The CBA at issue in Cortez provided that “[a]ny dispute or grievance arising from ... Wage Order 16[] shall be processed under and in accordance with” the arbitration procedure outlined in the CBA.  The plaintiff brought claims under not only Wage Order 16, but also under the California Labor Code.  For this reason, the plaintiff argued that the CBA did not apply to his Labor Code claims.  But there was no dispute that the agreement to arbitrate claims “arising under” Wage Order 16 was clear and unmistakable.  For this reason, the Court concluded, it could not “disregard the reality that an employee may enforce the protections of the wage order in court only by bringing a claim under the Labor Code,” and that “[t]o hold that wage and hour disputes arising under Wage Order 16 are arbitrable under the CBA only in theory, but not in practice because they are, by necessity, brought under the Labor Code, would result in the very absurdity courts are required to avoid.”  As a result, the Court concluded that those Labor Code claims that arise under Wage Order 16 must be arbitrated.

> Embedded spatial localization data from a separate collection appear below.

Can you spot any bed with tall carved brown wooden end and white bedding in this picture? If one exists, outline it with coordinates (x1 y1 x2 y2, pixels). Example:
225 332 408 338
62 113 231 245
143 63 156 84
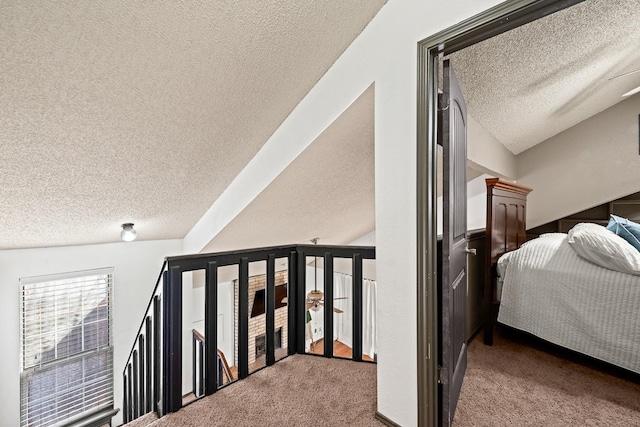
485 180 640 373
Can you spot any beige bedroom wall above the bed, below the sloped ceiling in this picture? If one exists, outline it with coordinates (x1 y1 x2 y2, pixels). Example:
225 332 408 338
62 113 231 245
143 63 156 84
517 95 640 228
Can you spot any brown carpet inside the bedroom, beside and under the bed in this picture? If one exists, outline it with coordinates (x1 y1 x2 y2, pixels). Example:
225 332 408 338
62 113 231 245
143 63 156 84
454 331 640 427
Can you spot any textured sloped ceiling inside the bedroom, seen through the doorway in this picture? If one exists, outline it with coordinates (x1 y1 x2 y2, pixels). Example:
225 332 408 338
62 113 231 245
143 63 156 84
451 0 640 154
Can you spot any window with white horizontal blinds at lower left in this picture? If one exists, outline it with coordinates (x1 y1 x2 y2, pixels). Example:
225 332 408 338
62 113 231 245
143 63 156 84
20 268 113 427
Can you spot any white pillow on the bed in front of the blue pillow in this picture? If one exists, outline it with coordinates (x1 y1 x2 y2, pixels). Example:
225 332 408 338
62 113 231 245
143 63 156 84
567 222 640 275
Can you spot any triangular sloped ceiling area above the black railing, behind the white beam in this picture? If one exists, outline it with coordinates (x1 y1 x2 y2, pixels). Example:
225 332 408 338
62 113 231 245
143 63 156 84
203 86 375 252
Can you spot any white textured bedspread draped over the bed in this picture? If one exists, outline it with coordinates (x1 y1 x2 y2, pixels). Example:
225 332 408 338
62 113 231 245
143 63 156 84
498 233 640 373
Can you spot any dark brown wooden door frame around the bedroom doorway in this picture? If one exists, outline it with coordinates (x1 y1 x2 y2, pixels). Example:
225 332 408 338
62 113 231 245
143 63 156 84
416 0 584 427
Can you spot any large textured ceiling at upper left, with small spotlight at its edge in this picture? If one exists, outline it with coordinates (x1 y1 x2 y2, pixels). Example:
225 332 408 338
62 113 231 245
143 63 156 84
0 0 385 249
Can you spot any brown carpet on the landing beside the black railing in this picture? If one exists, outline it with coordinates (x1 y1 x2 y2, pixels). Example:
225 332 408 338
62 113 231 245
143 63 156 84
128 355 383 427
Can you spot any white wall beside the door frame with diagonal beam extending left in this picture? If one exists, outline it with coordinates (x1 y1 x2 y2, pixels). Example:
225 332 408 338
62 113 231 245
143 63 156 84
184 0 500 427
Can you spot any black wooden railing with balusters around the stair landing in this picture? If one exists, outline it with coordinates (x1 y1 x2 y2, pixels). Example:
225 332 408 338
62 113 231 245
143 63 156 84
123 245 375 423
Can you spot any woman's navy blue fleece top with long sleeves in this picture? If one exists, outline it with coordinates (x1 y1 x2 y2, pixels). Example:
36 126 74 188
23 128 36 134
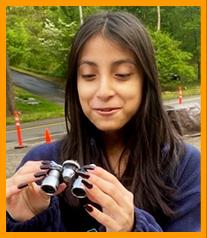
7 142 200 232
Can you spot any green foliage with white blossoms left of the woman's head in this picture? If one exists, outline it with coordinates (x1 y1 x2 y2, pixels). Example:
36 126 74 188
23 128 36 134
7 7 79 77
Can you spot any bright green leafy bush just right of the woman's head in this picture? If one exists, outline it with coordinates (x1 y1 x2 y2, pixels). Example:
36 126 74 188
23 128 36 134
151 31 196 90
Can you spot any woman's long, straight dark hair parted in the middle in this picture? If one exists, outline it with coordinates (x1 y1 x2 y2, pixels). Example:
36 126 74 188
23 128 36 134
60 12 183 217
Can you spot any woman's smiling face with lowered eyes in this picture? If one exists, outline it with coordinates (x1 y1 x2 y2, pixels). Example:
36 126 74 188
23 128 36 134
77 34 143 132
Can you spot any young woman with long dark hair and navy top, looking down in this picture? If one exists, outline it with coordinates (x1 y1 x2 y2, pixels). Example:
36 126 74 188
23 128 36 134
7 12 200 231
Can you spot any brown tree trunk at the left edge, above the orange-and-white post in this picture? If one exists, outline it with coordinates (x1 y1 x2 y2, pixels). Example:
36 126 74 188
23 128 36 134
6 55 15 116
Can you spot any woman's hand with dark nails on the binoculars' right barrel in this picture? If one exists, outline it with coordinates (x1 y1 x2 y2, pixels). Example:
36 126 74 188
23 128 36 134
80 167 134 231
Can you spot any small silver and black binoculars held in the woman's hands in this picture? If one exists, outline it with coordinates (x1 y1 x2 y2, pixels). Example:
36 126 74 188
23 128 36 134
41 160 95 198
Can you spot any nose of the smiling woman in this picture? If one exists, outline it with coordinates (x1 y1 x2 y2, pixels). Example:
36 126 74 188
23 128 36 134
96 76 115 100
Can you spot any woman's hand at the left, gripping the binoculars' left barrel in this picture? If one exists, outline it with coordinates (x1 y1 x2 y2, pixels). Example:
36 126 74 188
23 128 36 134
6 161 65 222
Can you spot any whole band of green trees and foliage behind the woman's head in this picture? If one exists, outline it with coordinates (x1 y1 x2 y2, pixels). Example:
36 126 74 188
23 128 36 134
7 6 200 90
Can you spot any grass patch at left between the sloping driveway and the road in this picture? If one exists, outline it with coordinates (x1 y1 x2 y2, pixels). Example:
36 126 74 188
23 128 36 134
6 87 64 125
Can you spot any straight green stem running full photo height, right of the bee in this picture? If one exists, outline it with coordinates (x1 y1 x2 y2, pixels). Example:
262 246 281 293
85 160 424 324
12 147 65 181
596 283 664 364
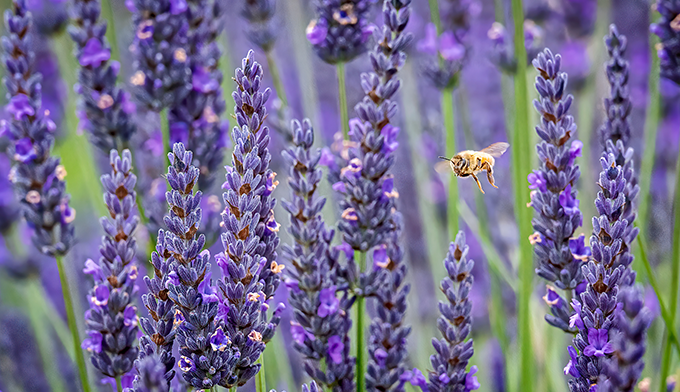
512 0 534 392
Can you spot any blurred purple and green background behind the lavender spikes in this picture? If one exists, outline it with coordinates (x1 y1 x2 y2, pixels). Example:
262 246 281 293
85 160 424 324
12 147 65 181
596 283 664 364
0 0 680 392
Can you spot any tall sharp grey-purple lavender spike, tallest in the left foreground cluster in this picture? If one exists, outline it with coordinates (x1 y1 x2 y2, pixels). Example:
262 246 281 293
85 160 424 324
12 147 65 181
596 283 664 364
215 50 284 388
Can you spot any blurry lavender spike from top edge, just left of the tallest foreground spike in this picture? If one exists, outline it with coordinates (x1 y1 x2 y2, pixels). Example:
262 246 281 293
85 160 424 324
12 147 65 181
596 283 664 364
168 0 226 192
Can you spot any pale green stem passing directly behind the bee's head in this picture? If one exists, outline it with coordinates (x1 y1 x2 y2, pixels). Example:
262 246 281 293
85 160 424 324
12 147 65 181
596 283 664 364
442 88 458 241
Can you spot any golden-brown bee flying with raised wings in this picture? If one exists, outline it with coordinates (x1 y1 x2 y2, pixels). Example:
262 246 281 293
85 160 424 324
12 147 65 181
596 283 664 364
438 142 510 193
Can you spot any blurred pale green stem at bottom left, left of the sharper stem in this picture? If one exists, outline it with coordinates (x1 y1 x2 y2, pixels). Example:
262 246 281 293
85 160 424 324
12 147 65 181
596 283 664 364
23 278 65 392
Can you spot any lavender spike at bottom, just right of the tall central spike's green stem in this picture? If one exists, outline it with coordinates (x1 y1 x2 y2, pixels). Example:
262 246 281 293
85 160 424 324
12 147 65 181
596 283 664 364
366 212 411 391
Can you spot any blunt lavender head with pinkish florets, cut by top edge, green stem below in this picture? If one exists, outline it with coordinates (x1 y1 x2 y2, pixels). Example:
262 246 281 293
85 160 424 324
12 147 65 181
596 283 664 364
130 0 191 111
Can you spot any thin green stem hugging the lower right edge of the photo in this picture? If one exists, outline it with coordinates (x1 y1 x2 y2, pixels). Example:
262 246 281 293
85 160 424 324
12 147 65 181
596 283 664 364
660 136 680 390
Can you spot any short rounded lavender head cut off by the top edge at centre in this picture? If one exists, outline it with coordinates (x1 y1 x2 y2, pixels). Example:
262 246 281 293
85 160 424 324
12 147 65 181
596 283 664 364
307 0 372 64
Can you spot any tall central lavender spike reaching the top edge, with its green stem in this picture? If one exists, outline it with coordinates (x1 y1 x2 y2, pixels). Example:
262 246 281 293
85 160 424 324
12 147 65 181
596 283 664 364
329 0 412 391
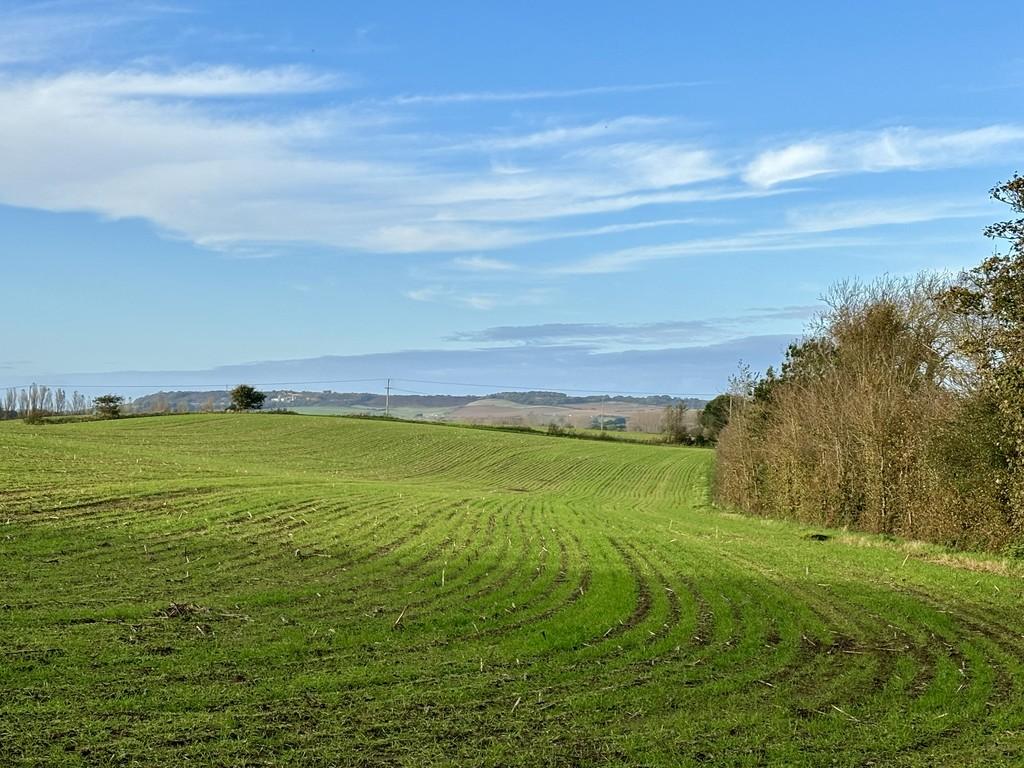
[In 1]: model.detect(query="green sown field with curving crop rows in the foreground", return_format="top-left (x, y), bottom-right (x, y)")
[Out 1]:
top-left (0, 415), bottom-right (1024, 766)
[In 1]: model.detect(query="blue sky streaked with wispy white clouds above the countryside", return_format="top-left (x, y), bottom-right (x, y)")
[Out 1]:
top-left (0, 0), bottom-right (1024, 395)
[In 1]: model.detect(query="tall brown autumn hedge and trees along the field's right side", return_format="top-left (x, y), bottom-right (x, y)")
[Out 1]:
top-left (715, 176), bottom-right (1024, 552)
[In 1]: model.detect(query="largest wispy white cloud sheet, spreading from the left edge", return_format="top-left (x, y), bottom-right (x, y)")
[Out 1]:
top-left (0, 67), bottom-right (737, 255)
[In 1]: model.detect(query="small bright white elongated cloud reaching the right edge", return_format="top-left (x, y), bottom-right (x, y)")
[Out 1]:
top-left (743, 125), bottom-right (1024, 186)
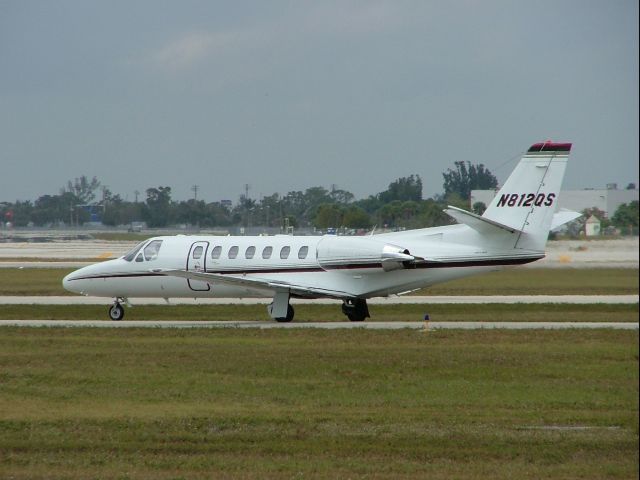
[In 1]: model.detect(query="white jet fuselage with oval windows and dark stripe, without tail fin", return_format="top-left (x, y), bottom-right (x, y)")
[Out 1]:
top-left (63, 225), bottom-right (543, 298)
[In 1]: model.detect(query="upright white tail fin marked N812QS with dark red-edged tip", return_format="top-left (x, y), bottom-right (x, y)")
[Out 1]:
top-left (482, 142), bottom-right (571, 251)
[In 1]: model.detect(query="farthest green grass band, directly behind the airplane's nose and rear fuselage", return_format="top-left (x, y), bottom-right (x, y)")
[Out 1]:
top-left (0, 268), bottom-right (639, 295)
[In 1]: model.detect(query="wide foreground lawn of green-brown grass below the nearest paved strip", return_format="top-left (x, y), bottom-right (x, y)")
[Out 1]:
top-left (0, 328), bottom-right (638, 479)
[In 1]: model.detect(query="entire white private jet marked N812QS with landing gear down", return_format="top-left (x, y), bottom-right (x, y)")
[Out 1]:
top-left (62, 141), bottom-right (580, 322)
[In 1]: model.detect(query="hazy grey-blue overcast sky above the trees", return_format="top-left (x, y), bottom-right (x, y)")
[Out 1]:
top-left (0, 0), bottom-right (639, 202)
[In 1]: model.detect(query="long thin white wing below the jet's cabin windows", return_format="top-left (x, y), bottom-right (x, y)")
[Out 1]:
top-left (152, 269), bottom-right (353, 299)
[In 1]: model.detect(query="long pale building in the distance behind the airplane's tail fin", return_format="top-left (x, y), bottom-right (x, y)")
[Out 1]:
top-left (470, 183), bottom-right (638, 217)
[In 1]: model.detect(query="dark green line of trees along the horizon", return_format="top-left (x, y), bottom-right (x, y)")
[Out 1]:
top-left (0, 161), bottom-right (638, 234)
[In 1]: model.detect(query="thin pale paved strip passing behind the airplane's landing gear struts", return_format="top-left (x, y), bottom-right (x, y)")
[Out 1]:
top-left (0, 295), bottom-right (639, 305)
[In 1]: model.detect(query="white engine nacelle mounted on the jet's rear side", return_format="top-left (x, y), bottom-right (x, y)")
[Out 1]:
top-left (317, 236), bottom-right (415, 271)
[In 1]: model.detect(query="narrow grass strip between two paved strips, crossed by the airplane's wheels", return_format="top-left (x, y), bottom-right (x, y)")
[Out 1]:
top-left (0, 303), bottom-right (638, 322)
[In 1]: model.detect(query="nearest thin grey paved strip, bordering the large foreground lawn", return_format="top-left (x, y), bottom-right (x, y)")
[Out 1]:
top-left (0, 320), bottom-right (638, 332)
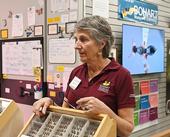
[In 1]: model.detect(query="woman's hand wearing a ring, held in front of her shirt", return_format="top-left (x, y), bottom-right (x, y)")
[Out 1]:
top-left (76, 97), bottom-right (109, 114)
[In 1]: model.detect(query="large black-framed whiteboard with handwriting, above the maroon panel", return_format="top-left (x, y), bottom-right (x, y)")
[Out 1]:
top-left (0, 37), bottom-right (43, 76)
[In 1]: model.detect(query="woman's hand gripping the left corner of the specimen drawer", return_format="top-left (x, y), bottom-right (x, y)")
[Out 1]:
top-left (33, 97), bottom-right (53, 116)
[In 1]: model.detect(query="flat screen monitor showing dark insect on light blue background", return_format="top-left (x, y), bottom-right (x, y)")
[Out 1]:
top-left (122, 24), bottom-right (165, 75)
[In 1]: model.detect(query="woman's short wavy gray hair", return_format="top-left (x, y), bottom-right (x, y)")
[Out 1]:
top-left (74, 16), bottom-right (114, 58)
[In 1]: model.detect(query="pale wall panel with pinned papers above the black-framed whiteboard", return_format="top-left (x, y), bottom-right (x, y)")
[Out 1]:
top-left (0, 0), bottom-right (45, 39)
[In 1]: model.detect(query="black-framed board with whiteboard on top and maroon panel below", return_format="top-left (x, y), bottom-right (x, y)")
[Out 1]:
top-left (0, 37), bottom-right (46, 105)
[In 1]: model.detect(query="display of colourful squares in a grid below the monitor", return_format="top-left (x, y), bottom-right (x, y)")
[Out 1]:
top-left (133, 79), bottom-right (158, 132)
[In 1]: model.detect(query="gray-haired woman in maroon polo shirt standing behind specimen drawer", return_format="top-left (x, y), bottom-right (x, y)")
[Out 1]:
top-left (33, 16), bottom-right (135, 137)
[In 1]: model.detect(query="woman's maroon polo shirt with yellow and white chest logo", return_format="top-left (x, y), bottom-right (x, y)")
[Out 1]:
top-left (66, 59), bottom-right (135, 114)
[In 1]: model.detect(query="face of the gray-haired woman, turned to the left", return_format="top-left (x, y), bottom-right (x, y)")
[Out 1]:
top-left (74, 30), bottom-right (100, 63)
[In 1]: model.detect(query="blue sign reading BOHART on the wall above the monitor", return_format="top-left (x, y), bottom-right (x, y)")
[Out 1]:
top-left (118, 0), bottom-right (158, 25)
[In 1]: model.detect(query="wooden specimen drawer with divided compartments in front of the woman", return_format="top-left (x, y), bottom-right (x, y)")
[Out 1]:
top-left (18, 106), bottom-right (116, 137)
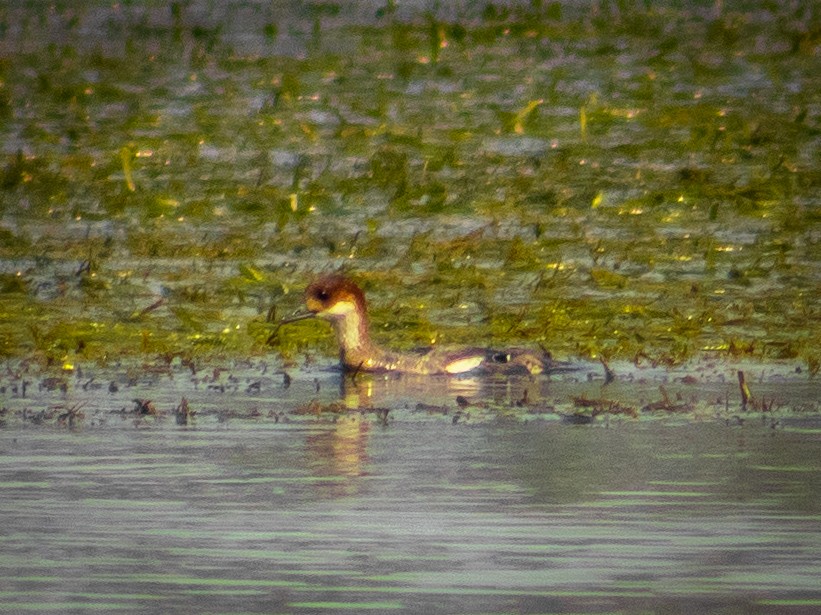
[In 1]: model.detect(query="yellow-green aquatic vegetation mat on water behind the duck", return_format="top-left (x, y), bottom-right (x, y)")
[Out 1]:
top-left (0, 0), bottom-right (821, 373)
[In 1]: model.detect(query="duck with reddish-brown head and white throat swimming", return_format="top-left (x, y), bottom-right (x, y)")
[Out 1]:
top-left (280, 273), bottom-right (575, 376)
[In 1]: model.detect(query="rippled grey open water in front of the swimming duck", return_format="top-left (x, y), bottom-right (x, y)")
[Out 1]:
top-left (0, 364), bottom-right (821, 613)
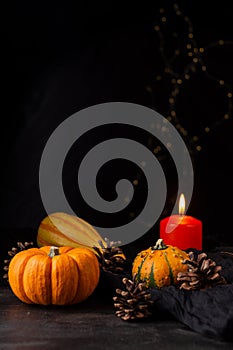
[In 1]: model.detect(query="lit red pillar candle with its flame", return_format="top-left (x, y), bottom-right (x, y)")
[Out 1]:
top-left (160, 194), bottom-right (202, 250)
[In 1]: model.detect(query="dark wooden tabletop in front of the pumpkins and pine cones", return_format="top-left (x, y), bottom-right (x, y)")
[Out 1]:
top-left (0, 286), bottom-right (233, 350)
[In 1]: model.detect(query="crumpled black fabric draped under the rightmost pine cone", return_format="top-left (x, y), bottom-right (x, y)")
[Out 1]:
top-left (152, 284), bottom-right (233, 341)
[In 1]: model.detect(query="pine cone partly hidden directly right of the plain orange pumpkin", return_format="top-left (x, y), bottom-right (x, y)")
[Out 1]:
top-left (94, 238), bottom-right (126, 273)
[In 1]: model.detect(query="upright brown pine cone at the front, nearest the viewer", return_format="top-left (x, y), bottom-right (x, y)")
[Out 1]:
top-left (113, 275), bottom-right (153, 321)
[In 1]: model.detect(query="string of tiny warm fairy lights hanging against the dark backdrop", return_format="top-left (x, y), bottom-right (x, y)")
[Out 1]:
top-left (147, 3), bottom-right (233, 154)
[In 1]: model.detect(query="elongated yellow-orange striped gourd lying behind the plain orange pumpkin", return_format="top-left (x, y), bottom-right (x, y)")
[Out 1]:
top-left (37, 212), bottom-right (106, 253)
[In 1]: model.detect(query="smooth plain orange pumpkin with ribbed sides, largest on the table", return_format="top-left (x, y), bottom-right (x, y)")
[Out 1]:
top-left (8, 246), bottom-right (100, 305)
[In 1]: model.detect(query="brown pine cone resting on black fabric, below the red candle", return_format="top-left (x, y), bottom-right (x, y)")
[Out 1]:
top-left (177, 252), bottom-right (227, 290)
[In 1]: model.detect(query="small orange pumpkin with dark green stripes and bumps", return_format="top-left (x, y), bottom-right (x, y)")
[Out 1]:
top-left (132, 239), bottom-right (189, 288)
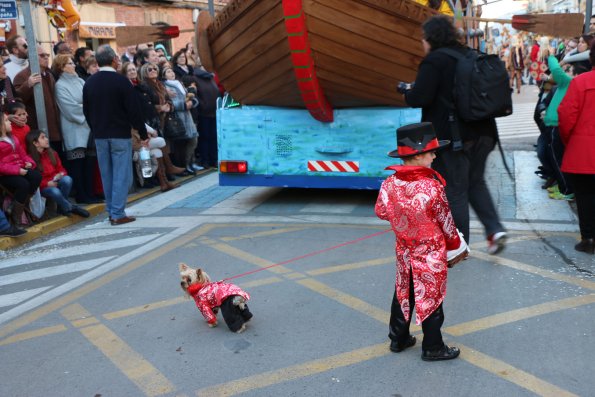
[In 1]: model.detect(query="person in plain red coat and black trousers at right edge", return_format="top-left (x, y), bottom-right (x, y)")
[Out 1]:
top-left (558, 40), bottom-right (595, 254)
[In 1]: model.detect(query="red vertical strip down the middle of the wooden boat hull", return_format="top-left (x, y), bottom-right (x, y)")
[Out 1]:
top-left (283, 0), bottom-right (333, 122)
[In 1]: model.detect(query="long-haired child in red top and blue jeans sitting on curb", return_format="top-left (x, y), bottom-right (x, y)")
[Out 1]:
top-left (26, 130), bottom-right (89, 218)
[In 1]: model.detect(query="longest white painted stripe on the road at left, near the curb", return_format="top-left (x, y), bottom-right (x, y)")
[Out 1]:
top-left (0, 233), bottom-right (161, 269)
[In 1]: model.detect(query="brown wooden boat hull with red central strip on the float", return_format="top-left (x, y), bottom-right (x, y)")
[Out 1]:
top-left (198, 0), bottom-right (450, 121)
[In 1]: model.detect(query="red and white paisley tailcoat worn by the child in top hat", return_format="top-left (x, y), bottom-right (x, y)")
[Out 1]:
top-left (375, 165), bottom-right (461, 325)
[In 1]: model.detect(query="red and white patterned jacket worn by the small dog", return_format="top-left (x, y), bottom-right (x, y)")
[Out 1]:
top-left (188, 281), bottom-right (250, 324)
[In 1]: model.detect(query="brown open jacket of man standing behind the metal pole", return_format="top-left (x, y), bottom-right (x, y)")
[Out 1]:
top-left (14, 68), bottom-right (62, 142)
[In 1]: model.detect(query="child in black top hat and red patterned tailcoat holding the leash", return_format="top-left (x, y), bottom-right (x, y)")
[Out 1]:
top-left (375, 122), bottom-right (468, 361)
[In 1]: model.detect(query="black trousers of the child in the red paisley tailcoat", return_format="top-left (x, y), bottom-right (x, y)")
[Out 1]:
top-left (388, 277), bottom-right (444, 351)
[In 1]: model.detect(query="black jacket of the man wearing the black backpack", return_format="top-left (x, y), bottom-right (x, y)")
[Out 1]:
top-left (405, 47), bottom-right (498, 141)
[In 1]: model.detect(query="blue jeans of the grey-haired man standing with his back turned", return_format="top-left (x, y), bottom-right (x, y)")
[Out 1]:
top-left (95, 138), bottom-right (132, 219)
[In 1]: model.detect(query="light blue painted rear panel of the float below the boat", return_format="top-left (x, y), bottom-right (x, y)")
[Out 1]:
top-left (217, 106), bottom-right (421, 189)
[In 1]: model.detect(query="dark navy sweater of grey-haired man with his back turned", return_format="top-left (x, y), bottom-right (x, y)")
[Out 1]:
top-left (83, 70), bottom-right (147, 140)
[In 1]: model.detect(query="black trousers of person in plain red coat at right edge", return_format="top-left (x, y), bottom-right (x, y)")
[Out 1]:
top-left (567, 174), bottom-right (595, 239)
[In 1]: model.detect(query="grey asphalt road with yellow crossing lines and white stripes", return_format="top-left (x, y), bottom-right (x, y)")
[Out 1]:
top-left (0, 87), bottom-right (595, 397)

However, the Cortez Court did not compel arbitration of those Labor Code claims that did not arise under Wage Order 16 – in this case, claims that concerned the timely payment of all wages due upon termination – because there is no reference to such a requirement in Wage Order 16.  The Cortez Court concluded that the plaintiff’s claim for failure to pay all wages due upon termination “is based on a statute that is not informed by, referenced in, or even relevant to, the wage order disputes they clearly and unmistakably agreed to arbitrate.”

The plaintiff may well seek California Supreme Court review of Cortez.  Whether that happens or not, employers in California negotiating CBAs will want to keep the “clear and unmistakable” standard in mind if they want arbitration to be the sole and exclusive forum for employees to resolve any statutory claims they may have.